West Bengal Chief Minister Mamata Banerjee also took to Twitter to attack the Centre's order.
I have come to know that Union Home Ministry has issued an order yesterday authorising 10 Central Agencies to carry out interception, monitoring and decryption of any information generated, transmitted, received or stored in any computer resource 1/2— Mamata Banerjee (@MamataOfficial) December 21, 2018
"I have come to know that Union Home Ministry has issued an order yesterday authorising 10 Central Agencies to carry out interception, monitoring and decryption of any information generated, transmitted, received or stored in any computer resource.
If it is for National Security, then only for that purpose Central Government already has the machinery. But, why all commoners will be affected? Public Opinion please... Blanket surveillance is bad in law," she said.
Communist Party on India (Marxist) general secretary Sitaram Yechury also criticised the government for treating every citizen like a criminal and described the order as unconstitutional.
"Why is every Indian being treated like a criminal? This order by a government wanting to snoop on every citizen is unconstitutional and in breach of the telephone tapping guidelines, the privacy Judgement and the Aadhaar judgement," Yechury tweeted.
Why is every Indian being treated like a criminal? This order by a govt wanting to snoop on every citizen is unconstitutional and in breach of the telephone tapping guidelines, the Privacy Judgement and the Aadhaar judgement. https://t.co/vJXs6aycP0— Sitaram Yechury (@SitaramYechury) December 21, 2018
Senior Congress leader Ahmed Patel said, "The sweeping powers given to agencies to snoop phone calls and computers without any checks and balances is extremely worrisome. This is likely to be misused."
"The Government order giving a blanket approval to electronic surveillance is a direct assault on civil liberties and personal freedom of citizens," Patel added.

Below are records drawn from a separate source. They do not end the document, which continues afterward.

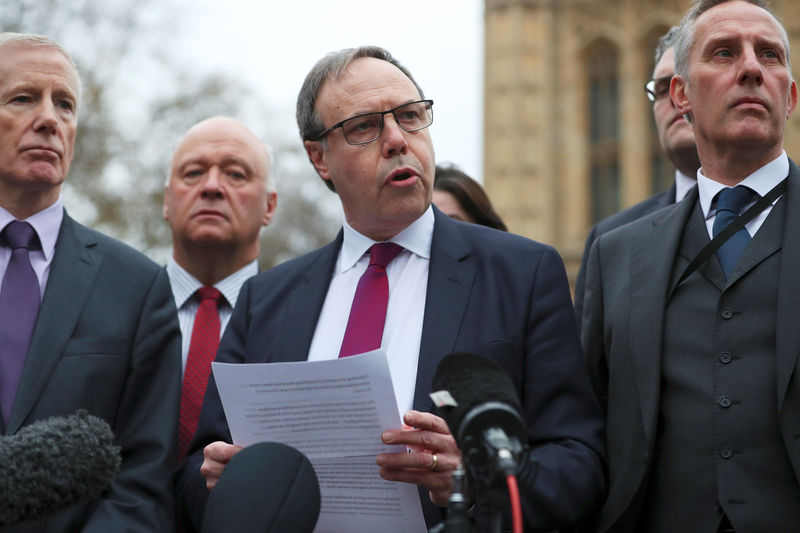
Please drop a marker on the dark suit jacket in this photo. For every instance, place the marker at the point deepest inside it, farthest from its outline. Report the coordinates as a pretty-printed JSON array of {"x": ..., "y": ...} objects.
[
  {"x": 627, "y": 286},
  {"x": 634, "y": 212},
  {"x": 107, "y": 341},
  {"x": 489, "y": 292}
]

Former Jammu and Kashmri Chief Minister Omar Abdullah joined the debate, and wrote on micro blogging site Twitter, saying "Given that the government has now authorised multiple agencies to snoop on the personal & official computers of the Hon’ble judges of the Supreme Court I hope the SC takes a long hard look at the legality of the order."

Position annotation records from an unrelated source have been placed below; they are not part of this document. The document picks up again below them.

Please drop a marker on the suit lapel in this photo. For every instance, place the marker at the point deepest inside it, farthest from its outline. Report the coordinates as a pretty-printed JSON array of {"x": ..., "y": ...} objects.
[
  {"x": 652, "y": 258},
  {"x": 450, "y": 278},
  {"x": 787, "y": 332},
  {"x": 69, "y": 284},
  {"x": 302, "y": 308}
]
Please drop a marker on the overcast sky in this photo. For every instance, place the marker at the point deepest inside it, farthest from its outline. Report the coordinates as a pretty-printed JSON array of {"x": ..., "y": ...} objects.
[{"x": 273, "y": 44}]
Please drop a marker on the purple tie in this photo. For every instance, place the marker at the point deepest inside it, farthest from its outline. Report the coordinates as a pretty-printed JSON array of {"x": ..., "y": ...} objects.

Given that the government has now authorised multiple agencies to snoop on the personal & official computers of the Hon’ble judges of the Supreme Court I hope the SC takes a long hard look at the legality of the order. #surveillancestate #emergency2pointzero.— Omar Abdullah (@OmarAbdullah) December 21, 2018
Rashtriya Janata Dal (RJD) leader Manoj Jha said, "We have seen their modus-operandi through whatever we learnt from the corridors of te CBI. This goes on to confirm that we are living in an Orwellian state. It is a challenge and dangerous to the media also."

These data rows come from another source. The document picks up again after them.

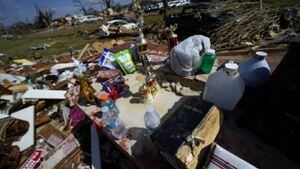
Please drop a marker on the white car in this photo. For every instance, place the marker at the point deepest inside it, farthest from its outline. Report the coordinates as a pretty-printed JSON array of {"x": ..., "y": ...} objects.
[
  {"x": 87, "y": 18},
  {"x": 123, "y": 23},
  {"x": 118, "y": 26}
]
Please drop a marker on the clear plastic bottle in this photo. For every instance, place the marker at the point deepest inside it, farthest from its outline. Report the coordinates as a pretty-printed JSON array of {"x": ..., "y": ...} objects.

Samajwadi Party leader Ram Gopal Yadav described it as a "dangerous order" and alleged that the government was moving on the path of dictatorship.
"The decision is very dangerous and the government has started to move on the path of dictatorship," he said.
Yadav also said that the government has taken the step after its losses in the recently- concluded Assembly polls.
"I want to warn them that this order is in their hands only for four months and after that a new government would be here. So they should not dig holes for themselves," the SP leader added.
AIMIM and Lok Sabha member, Asaduddin Owaisi, said: "Modi has used a simple government order to permit our national agencies to snoop on our communications. Who knew that this is what they meant when they said 'ghar ghar Modi'.
"George Orwell's Big Brother is here and welcome to 1984," he had tweeted late on Thursday.